Thats exactly what I did wrong too. Using the 200' came up with 4.68 Volts. Slightly different approach:

(400ft/1000ft)(.78+j0.52)=.312+j208 ohms * 30 Amps=9.36 Volts

John


----------



## Ilan (Aug 6, 2007)

Thanks IFR_Pilot and jdd18vm for the responses.

I understand that the second conductor is the return circuit for single phase circuits. My assumption was that the impedance was given for the entire cable segment. How do we know that how many conductors are there for each circuit/phase.

Thanks,

Ilan.


----------



## grover (Aug 6, 2007)

Ilan said:


> Thanks IFR_Pilot and jdd18vm for the responses.
> I understand that the second conductor is the return circuit for single phase circuits. My assumption was that the impedance was given for the entire cable segment. How do we know that how many conductors are there for each circuit/phase.
> 
> Thanks,
> ...


Whenever they list the conductor impedence per 1000' of length, they're talking 1-way distance. You just have to know whether or not your system has any current on the neutral that you might have to double (or consider partial) voltage drop for. For balanced 3-phase and 240V 1-phase (EG, just about any balanced shared neutral), there's negligible current (and voltage drop) on the neutral, and voltage drop only has to be calculated 1-way. For simple 1-phase with full current on the neutral, it's double the drop. For asymmatric fault conditions (EG, extremely unbalanced), it's almost always double the drop, or close to it.
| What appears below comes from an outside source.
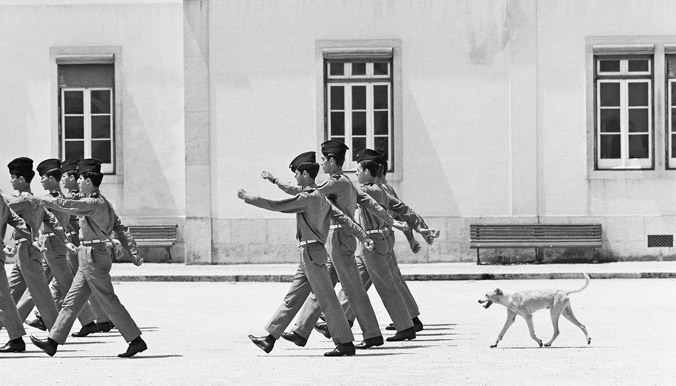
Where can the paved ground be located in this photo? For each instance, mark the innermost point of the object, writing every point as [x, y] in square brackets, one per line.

I don't think they ask about it on the PE exam, but harmonic current on a 3-phase neutral can throw a real wrench into the calculations, too!


----------



## Flyer_PE (Aug 6, 2007)

grover said:


> I don't think they ask about it on the PE exam, but harmonic current on a 3-phase neutral can throw a real wrench into the calculations, too!



The only thing I can think that they may hit you with about harmonics in the neutral is that they will typically be 3rd order harmonics (i.e. 180Hz, 540HZ etc.) and that they are caused by non-linear loads. I can't imagine much more depth than that for a six minute sized problem.

Jim


----------



## Ilan (Aug 6, 2007)

Thanks grover for the clarification.

Ilan.


----------